Vasoactive intestinal peptide and pituitary adenylate cyclase-activating polypeptides (PACAP27 and PACAP38) protect CD4(+)CD8(+) thymocytes from glucocorticoid-induced apoptosis

In the present study, the effects of vasoactive intestinal peptide (VIP) and the pituitary adenylate cyclase-activating polypeptides, PACAP27 and PACAP38, in a concentration range from 10(-13) to 10(-6) mol/L were studied in vitro on the spontaneous and dexamethasone (DEX)-induced apoptosis in rat thymocytes.
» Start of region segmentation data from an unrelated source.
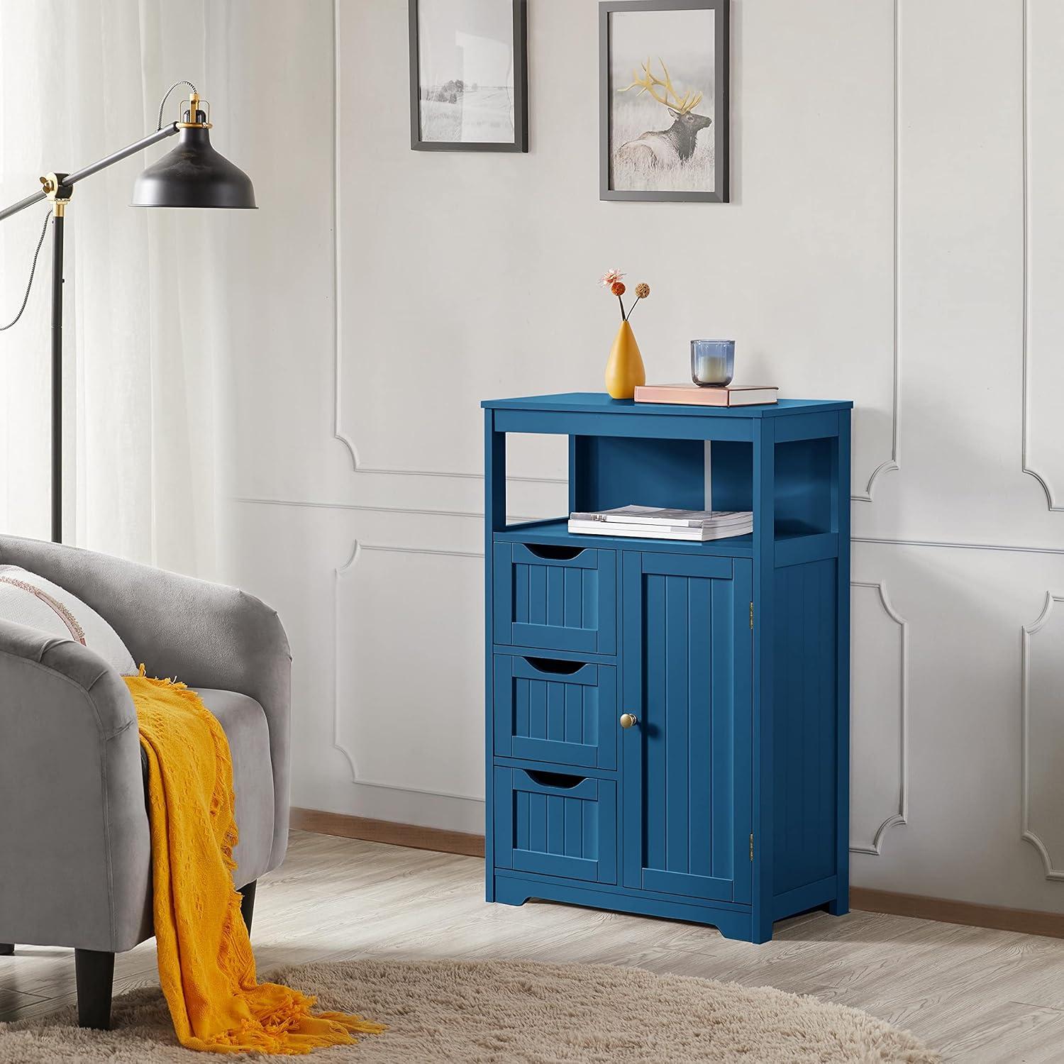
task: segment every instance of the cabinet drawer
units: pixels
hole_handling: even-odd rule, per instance
[[[616,551],[500,543],[494,567],[496,643],[616,653]]]
[[[617,784],[495,769],[495,863],[594,883],[617,882]]]
[[[495,752],[616,768],[617,670],[612,665],[496,654]]]

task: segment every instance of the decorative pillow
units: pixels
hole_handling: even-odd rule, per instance
[[[0,565],[0,617],[63,635],[98,653],[122,676],[135,676],[133,655],[118,633],[66,588],[17,565]]]

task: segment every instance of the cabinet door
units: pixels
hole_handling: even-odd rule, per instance
[[[750,900],[747,559],[625,551],[624,882]]]

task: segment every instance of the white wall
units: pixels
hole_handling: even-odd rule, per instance
[[[710,205],[599,201],[597,7],[529,2],[528,155],[410,150],[405,0],[240,22],[229,575],[292,636],[295,802],[481,829],[478,403],[600,388],[618,265],[650,379],[732,335],[855,400],[853,882],[1060,909],[1064,10],[734,0]],[[511,472],[564,510],[558,449]]]

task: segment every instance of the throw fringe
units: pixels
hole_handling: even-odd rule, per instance
[[[159,978],[188,1049],[302,1055],[387,1028],[260,983],[233,888],[233,763],[221,726],[177,679],[126,677],[148,759]]]

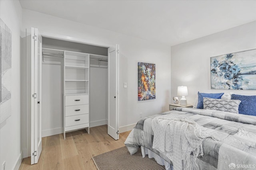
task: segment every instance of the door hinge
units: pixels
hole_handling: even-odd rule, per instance
[[[35,151],[34,152],[34,153],[32,153],[32,155],[34,156],[36,156],[36,151]]]
[[[32,95],[32,97],[34,98],[34,99],[36,98],[36,93],[34,93]]]
[[[34,41],[37,41],[37,36],[34,35],[33,36],[33,39],[34,39]]]

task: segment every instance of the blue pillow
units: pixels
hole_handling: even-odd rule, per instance
[[[231,99],[241,101],[239,105],[239,114],[256,116],[256,96],[243,96],[232,94]]]
[[[224,93],[203,93],[198,92],[198,102],[196,108],[202,109],[204,108],[204,98],[212,98],[212,99],[220,99]]]

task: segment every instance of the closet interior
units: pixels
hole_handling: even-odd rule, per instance
[[[108,48],[43,37],[42,137],[107,124]]]

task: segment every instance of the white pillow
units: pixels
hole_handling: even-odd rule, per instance
[[[224,93],[220,98],[224,100],[230,100],[231,99],[231,96],[229,93]]]
[[[196,108],[197,107],[197,104],[198,103],[198,96],[196,95],[196,98],[195,98],[195,102],[194,102],[194,105],[193,105],[193,108]]]

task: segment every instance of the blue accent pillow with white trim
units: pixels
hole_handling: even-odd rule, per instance
[[[220,99],[224,93],[204,93],[198,92],[198,102],[196,108],[204,109],[204,98],[212,98],[213,99]]]
[[[241,101],[238,108],[239,114],[256,116],[256,96],[232,94],[231,99]]]

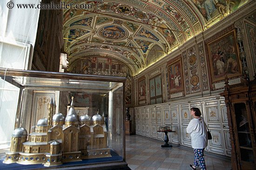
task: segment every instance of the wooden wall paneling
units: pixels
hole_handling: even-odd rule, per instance
[[[228,125],[228,114],[227,112],[227,107],[226,107],[226,104],[225,104],[225,101],[224,99],[219,100],[220,106],[220,110],[221,113],[221,118],[222,121],[221,124],[222,129],[223,133],[222,133],[222,136],[223,138],[223,145],[224,150],[225,152],[225,155],[230,157],[231,156],[231,151],[232,149],[230,143],[230,134],[229,131]]]
[[[156,132],[157,129],[156,128],[156,125],[155,124],[151,123],[151,130],[150,131],[151,137],[154,139],[156,138]]]
[[[170,125],[171,124],[170,108],[168,106],[164,106],[163,107],[163,124]]]
[[[145,136],[150,137],[150,123],[149,121],[149,109],[145,109]]]
[[[141,110],[137,110],[137,126],[136,126],[136,134],[141,134]]]
[[[156,107],[155,109],[155,112],[156,114],[156,122],[158,124],[162,125],[162,114],[161,107]]]
[[[162,113],[163,113],[163,126],[171,125],[171,118],[170,118],[170,107],[168,105],[163,106],[162,107]],[[171,125],[170,125],[170,128],[171,128]],[[168,133],[168,138],[169,138],[169,141],[171,141],[172,133]]]
[[[175,132],[172,133],[171,142],[174,144],[180,144],[180,132],[178,122],[172,123],[172,129]]]
[[[180,139],[178,136],[179,134],[179,105],[171,105],[170,106],[170,121],[172,130],[176,131],[175,132],[170,133],[171,140],[172,143],[177,144],[180,143]]]
[[[155,114],[155,108],[150,108],[150,120],[151,124],[156,123],[156,116]]]
[[[221,107],[218,100],[206,101],[204,103],[207,118],[205,120],[212,136],[212,139],[209,141],[209,149],[213,152],[224,155],[223,136],[221,133],[222,124],[220,119],[222,116],[220,114]]]

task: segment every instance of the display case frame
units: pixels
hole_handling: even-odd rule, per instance
[[[62,165],[54,167],[54,168],[57,168],[58,169],[64,170],[67,168],[70,169],[71,167],[72,167],[72,169],[73,168],[74,169],[85,168],[101,169],[106,168],[106,167],[108,167],[108,168],[109,169],[115,167],[115,168],[118,168],[119,169],[128,169],[127,164],[125,162],[125,133],[124,128],[124,89],[126,78],[97,75],[85,75],[70,73],[42,72],[34,70],[17,70],[5,68],[0,68],[0,77],[2,80],[4,80],[3,82],[8,82],[9,83],[19,88],[20,89],[14,129],[18,128],[20,125],[21,126],[25,126],[26,123],[24,122],[26,122],[26,121],[22,122],[22,120],[25,118],[30,119],[32,116],[30,115],[29,116],[30,117],[24,117],[25,113],[24,112],[24,110],[26,110],[26,108],[23,108],[24,107],[24,101],[26,100],[24,98],[24,91],[27,90],[34,90],[36,89],[47,92],[51,91],[59,92],[61,91],[68,92],[77,91],[92,93],[98,92],[100,93],[106,93],[107,92],[108,92],[108,107],[110,108],[109,108],[108,111],[110,112],[109,113],[109,123],[110,124],[110,126],[120,126],[120,128],[117,128],[117,129],[115,129],[115,131],[116,130],[116,131],[115,132],[118,134],[118,136],[116,135],[116,138],[118,138],[120,142],[117,144],[114,143],[115,142],[112,141],[111,138],[112,137],[110,137],[114,136],[114,133],[111,133],[113,132],[111,132],[111,128],[113,129],[113,128],[111,127],[109,131],[108,131],[108,134],[109,137],[108,139],[108,146],[113,146],[116,145],[116,148],[120,148],[118,149],[120,149],[120,151],[119,150],[119,151],[117,152],[118,153],[117,155],[120,156],[121,159],[117,159],[114,160],[108,159],[107,160],[101,161],[101,158],[99,158],[98,161],[94,161],[94,162],[93,161],[92,162],[85,163],[83,161],[81,161],[81,164],[72,164],[72,165],[63,164]],[[20,80],[20,79],[22,80]],[[59,85],[56,86],[56,84],[58,83],[56,82],[60,80],[61,80],[60,84],[59,83]],[[55,82],[54,81],[55,81]],[[73,82],[73,83],[72,84],[70,84],[70,87],[63,85],[65,83],[67,84],[67,82]],[[40,83],[40,82],[41,83]],[[85,87],[86,85],[84,86],[85,84],[88,85],[88,87]],[[58,88],[57,89],[56,88],[58,87],[59,87],[59,88]],[[99,87],[97,88],[97,87]],[[119,99],[118,100],[116,99],[116,98],[115,96],[115,94],[112,94],[112,93],[114,93],[113,92],[117,90],[117,89],[118,89],[119,91],[118,94],[116,94],[118,95],[118,97],[117,98],[117,99]],[[3,90],[4,90],[4,89]],[[118,108],[119,114],[118,116],[116,116],[116,118],[116,118],[115,119],[119,119],[121,121],[119,121],[116,120],[115,121],[117,122],[118,122],[119,124],[117,125],[117,123],[116,122],[116,125],[113,125],[116,123],[113,122],[114,120],[112,120],[112,118],[114,117],[114,115],[117,113],[113,112],[114,110],[112,107],[113,107],[113,106],[117,105],[120,107]],[[63,110],[65,110],[65,109],[67,110],[67,107],[64,108]],[[31,121],[30,120],[29,120],[28,121],[30,122]],[[27,121],[27,122],[28,121]],[[113,125],[111,125],[111,123]],[[30,127],[29,127],[29,128],[31,128],[31,125],[30,125]],[[37,126],[36,126],[36,127]],[[117,129],[118,129],[118,130]],[[109,147],[110,147],[109,146]],[[8,157],[7,157],[6,159],[8,159]],[[101,159],[102,159],[101,158]],[[1,161],[1,163],[2,163],[2,161]],[[8,166],[9,165],[6,164],[5,166],[7,166],[7,167],[8,167]],[[55,165],[57,165],[57,164],[53,165],[53,166]],[[40,168],[45,169],[47,168],[46,168],[43,166],[39,166],[39,167],[35,168],[35,169],[37,169]],[[51,168],[49,168],[49,169]]]

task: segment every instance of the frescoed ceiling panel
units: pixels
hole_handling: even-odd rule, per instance
[[[105,55],[135,75],[150,65],[148,55],[164,57],[248,1],[63,0],[88,7],[64,10],[66,52],[70,62]]]

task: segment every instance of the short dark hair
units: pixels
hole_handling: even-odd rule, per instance
[[[196,116],[200,116],[202,115],[201,112],[200,112],[200,110],[197,107],[192,107],[190,110],[193,110],[195,112],[195,115]]]

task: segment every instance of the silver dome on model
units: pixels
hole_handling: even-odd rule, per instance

The results show that VIP and both PACAPs inhibit significantly and in a similar way the DNA fragmentation characteristic of glucocorticoid-induced apoptosis and increase the cell survival of thymocytes, with a maximal effect observed at 10(-8) to 10(-9) mol/L. This study showed the ability of the VIP-receptor (VIP-R) antagonist [N-Ac-Tyr(1),D-Phe(2)]-GRF(1-29) amide to partially reverse the inhibitory effect of VIP and both PACAPs on DEX-induced apoptosis, providing evidence for a specific VIP1-R-mediated response and supporting the involvement of a single receptor for the three neuropeptides, Phenotypic analysis showed that VIP, PACAP27, and PACAP38 protect predominantly CD4(+)CD8(+) thymocytes from glucocorticoid-induced apoptosis. These findings suggest that these neuropeptides could be involved in intrathymic T-cell maturation. (C) 1996 by The American Society of Hematology.